Option 4 is based on providing a path to a certain so-library for cudnn on your Linux system. It will work in this form on your own Linux system, only, and is not suited for a productive version of your ML-application on another platform without proper modifications. But it is simple to use – and it can easily be eliminated as soon as your ML-programs are ripe for production.

Option 4 works because once you have loaded a certain library to be used by TF2, it will not be loaded again. Therefore, you can direct TF to our global so-library via providing a path to tensorflow.load_library (), before TF2 actually takes control of your computation device.

In my case the global installation of CUDA (via a respective repository for Opensuse) changed links in /usr/lib64 already properly to point to the directory of the system’s global CUDA-installation (you find it typically under /usr/local/cuda-xx.x or under /opt/cuda-xx.x on a Linux system). /If your links in /usr/lib64 are not set or do not fit the actual CUDA installation, you may need to change them manually.) I provide the following path very early in my Python programs in a section for loading modules:

import tensorflow as tf
tf.load_library("/usr/lib64/libcudnn.so")                   

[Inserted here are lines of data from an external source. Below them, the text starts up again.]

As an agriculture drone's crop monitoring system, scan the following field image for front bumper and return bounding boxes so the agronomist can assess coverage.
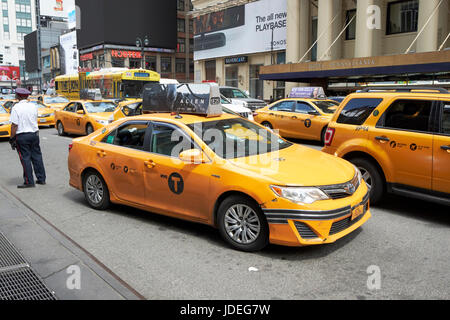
[263,188,371,246]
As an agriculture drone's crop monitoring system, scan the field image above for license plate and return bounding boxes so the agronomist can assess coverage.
[352,205,364,220]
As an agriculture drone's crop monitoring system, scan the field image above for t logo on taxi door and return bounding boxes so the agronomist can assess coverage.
[168,173,184,194]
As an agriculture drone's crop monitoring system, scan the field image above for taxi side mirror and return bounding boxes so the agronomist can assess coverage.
[179,149,207,164]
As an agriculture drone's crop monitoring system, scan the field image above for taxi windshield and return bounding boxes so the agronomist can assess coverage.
[44,97,69,104]
[84,102,116,113]
[314,100,339,114]
[189,118,292,159]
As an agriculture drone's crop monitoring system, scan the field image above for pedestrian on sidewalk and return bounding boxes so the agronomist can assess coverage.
[10,88,46,189]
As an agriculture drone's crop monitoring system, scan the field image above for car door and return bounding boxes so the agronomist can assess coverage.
[145,122,211,221]
[375,98,434,190]
[95,121,150,205]
[433,101,450,194]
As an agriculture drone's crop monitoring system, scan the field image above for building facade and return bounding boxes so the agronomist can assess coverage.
[261,0,450,91]
[80,0,194,82]
[192,0,286,101]
[0,0,36,75]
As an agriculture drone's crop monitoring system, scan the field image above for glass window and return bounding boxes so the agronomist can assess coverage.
[102,123,148,150]
[441,102,450,135]
[295,101,316,114]
[337,98,383,126]
[270,101,295,112]
[345,9,356,40]
[381,99,433,132]
[225,66,239,87]
[150,123,194,158]
[387,0,419,34]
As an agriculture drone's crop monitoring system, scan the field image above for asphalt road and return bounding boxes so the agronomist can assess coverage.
[0,129,450,299]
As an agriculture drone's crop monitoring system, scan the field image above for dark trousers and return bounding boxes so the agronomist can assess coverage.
[17,132,46,185]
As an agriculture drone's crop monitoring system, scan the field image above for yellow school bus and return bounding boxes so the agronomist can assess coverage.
[55,68,160,100]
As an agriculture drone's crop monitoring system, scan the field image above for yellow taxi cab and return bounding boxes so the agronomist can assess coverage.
[323,87,450,205]
[0,105,11,138]
[37,95,70,110]
[68,85,371,251]
[255,98,339,142]
[55,100,116,136]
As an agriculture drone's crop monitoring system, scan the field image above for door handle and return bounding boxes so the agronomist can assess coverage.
[144,160,156,169]
[375,137,391,142]
[97,150,106,158]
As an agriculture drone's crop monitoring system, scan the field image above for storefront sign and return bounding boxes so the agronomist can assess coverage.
[225,56,248,64]
[111,50,142,59]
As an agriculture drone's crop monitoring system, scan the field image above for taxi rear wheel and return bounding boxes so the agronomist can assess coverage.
[86,123,94,135]
[350,158,384,204]
[217,196,269,252]
[83,170,110,210]
[56,121,66,136]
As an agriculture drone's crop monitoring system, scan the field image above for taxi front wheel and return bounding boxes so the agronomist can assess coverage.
[217,196,269,252]
[83,171,110,210]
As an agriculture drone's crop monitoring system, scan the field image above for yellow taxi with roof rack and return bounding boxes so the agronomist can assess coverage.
[68,84,371,251]
[255,87,339,142]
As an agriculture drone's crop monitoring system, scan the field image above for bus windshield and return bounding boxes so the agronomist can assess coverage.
[123,80,148,98]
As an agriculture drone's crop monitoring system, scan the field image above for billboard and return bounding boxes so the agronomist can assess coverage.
[75,0,177,50]
[59,31,79,74]
[39,0,75,19]
[0,66,20,81]
[194,0,287,60]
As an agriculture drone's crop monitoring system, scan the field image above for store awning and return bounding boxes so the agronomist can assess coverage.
[260,50,450,82]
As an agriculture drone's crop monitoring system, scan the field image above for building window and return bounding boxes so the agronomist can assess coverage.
[161,57,172,73]
[177,19,186,32]
[225,66,239,88]
[177,38,186,53]
[387,0,419,34]
[175,59,186,73]
[177,0,184,11]
[250,65,264,100]
[205,60,216,81]
[345,9,356,40]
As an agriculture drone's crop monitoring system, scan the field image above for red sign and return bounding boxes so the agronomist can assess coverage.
[111,50,142,59]
[80,53,94,61]
[0,66,20,81]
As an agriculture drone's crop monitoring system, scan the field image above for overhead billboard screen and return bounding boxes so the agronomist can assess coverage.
[194,0,287,60]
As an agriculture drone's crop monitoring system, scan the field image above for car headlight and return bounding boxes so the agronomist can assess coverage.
[270,186,329,204]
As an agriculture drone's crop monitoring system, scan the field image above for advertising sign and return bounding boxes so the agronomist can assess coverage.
[40,0,75,19]
[59,31,79,74]
[0,66,20,81]
[194,0,287,60]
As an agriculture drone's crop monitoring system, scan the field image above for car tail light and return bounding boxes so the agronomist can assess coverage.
[325,128,336,147]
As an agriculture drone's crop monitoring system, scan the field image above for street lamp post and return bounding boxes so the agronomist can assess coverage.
[136,36,150,69]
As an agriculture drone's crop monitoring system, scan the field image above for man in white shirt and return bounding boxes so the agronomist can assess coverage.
[10,88,46,189]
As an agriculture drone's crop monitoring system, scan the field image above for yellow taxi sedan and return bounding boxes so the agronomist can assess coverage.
[255,98,339,142]
[55,100,116,136]
[0,105,11,138]
[68,113,371,251]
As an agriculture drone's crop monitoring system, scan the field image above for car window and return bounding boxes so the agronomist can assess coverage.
[442,104,450,135]
[337,98,383,126]
[295,101,316,114]
[270,101,295,112]
[150,123,195,158]
[381,99,433,132]
[102,123,148,150]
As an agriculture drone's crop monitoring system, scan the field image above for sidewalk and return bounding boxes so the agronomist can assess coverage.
[0,185,144,300]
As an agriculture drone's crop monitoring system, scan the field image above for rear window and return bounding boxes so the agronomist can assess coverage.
[337,98,383,126]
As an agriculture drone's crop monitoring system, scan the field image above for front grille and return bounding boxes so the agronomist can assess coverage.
[0,233,56,300]
[294,221,318,239]
[330,204,369,236]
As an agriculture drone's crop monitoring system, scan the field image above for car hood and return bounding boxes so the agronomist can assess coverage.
[229,145,355,187]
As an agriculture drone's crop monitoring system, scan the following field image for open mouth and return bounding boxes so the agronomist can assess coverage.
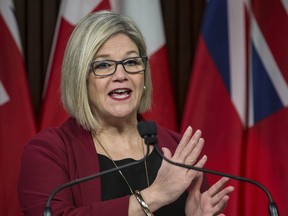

This worked perfectly, as the path leads to a link pointing to my 9.7.1 version of cudnn.so. I got no error messages and I could use Pytorch and TF2 in one and the same code (of course for two separately set up neural network models according to each platforms rules).

Conclusion

The coexistence of a local CUDA/cudnn installation in a Python environment can conflict with a global CUDA/cudnn installation on your Linux-system. Directing TF2 to load the right version of the cudnn-library so-module via a parameter to tf.load_library is an easy and controllable way to circumvent version problems. I hope that someone of the TF2 developers in the future invests some time in a better analysis of which cudnn so-module to load on a Linux system with a global CUDA installation – e.g. by following a respective path included in an environment variable LD_LIBRARY_PATH.